La autoridad ambiental de Antofagasta aprobó la ampliación operativa de Minera Centinela, que permitirá explotar nuevas fases en los rajos Mirador y El Llano, extender la vida útil de la operación y reforzar su capacidad productiva.
La Comisión de Evaluación Ambiental (COEVA) de Antofagasta aprobó la Declaración de Impacto Ambiental del proyecto de modificación y continuidad operacional de los rajos Mirador y El Llano, pertenecientes a Minera Centinela, con una inversión superior a los US$ 7 millones.
Nuevas fases y extensión de vida útil
El proyecto contempla la apertura de la fase 5 en el rajo Mirador y la fase 4 en El Llano, lo que permitirá la extracción conjunta de aproximadamente 45 millones de toneladas de sulfuros y 40 millones de toneladas de óxidos de cobre, extendiendo la vida útil de estas áreas en seis años adicionales.

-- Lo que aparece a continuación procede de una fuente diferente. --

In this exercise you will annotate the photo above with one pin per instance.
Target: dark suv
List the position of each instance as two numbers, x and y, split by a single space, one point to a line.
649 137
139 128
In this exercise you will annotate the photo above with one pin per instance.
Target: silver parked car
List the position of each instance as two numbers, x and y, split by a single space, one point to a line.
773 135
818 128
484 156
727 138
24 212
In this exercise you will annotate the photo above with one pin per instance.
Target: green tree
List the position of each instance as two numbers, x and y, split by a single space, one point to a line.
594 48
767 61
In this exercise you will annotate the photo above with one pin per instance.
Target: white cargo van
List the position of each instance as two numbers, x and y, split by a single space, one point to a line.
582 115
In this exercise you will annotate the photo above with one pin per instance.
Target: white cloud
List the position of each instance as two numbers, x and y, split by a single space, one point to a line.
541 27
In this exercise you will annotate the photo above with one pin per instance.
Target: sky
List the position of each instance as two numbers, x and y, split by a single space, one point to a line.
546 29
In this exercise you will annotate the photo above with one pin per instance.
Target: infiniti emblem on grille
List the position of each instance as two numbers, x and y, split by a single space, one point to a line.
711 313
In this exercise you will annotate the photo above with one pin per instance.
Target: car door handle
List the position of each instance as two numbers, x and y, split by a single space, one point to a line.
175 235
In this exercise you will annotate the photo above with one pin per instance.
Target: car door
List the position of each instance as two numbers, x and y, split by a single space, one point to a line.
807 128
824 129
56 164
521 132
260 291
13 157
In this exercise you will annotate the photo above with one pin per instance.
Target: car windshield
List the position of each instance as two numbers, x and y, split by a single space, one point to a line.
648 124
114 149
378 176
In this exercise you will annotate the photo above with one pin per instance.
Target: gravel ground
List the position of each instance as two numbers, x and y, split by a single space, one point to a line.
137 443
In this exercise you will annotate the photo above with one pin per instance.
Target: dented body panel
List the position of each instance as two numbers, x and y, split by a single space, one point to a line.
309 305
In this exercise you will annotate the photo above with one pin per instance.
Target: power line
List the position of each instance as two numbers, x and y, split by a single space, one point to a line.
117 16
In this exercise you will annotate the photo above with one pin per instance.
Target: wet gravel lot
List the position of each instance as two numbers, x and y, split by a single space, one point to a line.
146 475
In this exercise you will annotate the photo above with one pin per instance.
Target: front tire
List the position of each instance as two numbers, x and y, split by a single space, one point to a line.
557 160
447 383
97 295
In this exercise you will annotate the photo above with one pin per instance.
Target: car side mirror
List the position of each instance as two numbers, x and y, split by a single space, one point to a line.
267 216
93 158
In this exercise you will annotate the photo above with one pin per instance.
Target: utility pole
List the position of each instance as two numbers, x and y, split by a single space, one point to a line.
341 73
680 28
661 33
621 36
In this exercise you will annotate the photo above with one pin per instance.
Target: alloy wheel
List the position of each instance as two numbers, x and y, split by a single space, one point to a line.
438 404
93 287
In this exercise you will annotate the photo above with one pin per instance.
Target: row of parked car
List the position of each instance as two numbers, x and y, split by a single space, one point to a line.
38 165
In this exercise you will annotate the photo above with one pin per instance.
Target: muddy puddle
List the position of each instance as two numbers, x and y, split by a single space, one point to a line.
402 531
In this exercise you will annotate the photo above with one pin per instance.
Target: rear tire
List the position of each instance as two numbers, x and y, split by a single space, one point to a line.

Optimización de infraestructura minera
La iniciativa también considera la adecuación del depósito de ripios Tesoro, con el fin de responder a nuevas necesidades operativas y mejorar la eficiencia en el manejo de materiales dentro de la operación minera.
Impulso a productividad y competitividad
Desde la compañía, el gerente general Nicolás Rivera destacó que la aprobación representa un paso clave para fortalecer la capacidad productiva, mejorar la competitividad y avanzar en estándares socioambientales más exigentes dentro de la operación.
Proyectos clave para el 2026
La empresa también proyecta continuar con el desarrollo del Depósito de Relaves en Rajo, considerado un hito en sostenibilidad, así como iniciar el comisionamiento de una nueva concentradora que permitirá extender la operación por al menos 30 años más.
Sin fase de construcción adicional
Al tratarse de un proyecto de continuidad operacional, no se requerirá una etapa de construcción, ya que las nuevas fases utilizarán la infraestructura y servicios existentes de las líneas de producción de óxidos y sulfuros de Minera Centinela.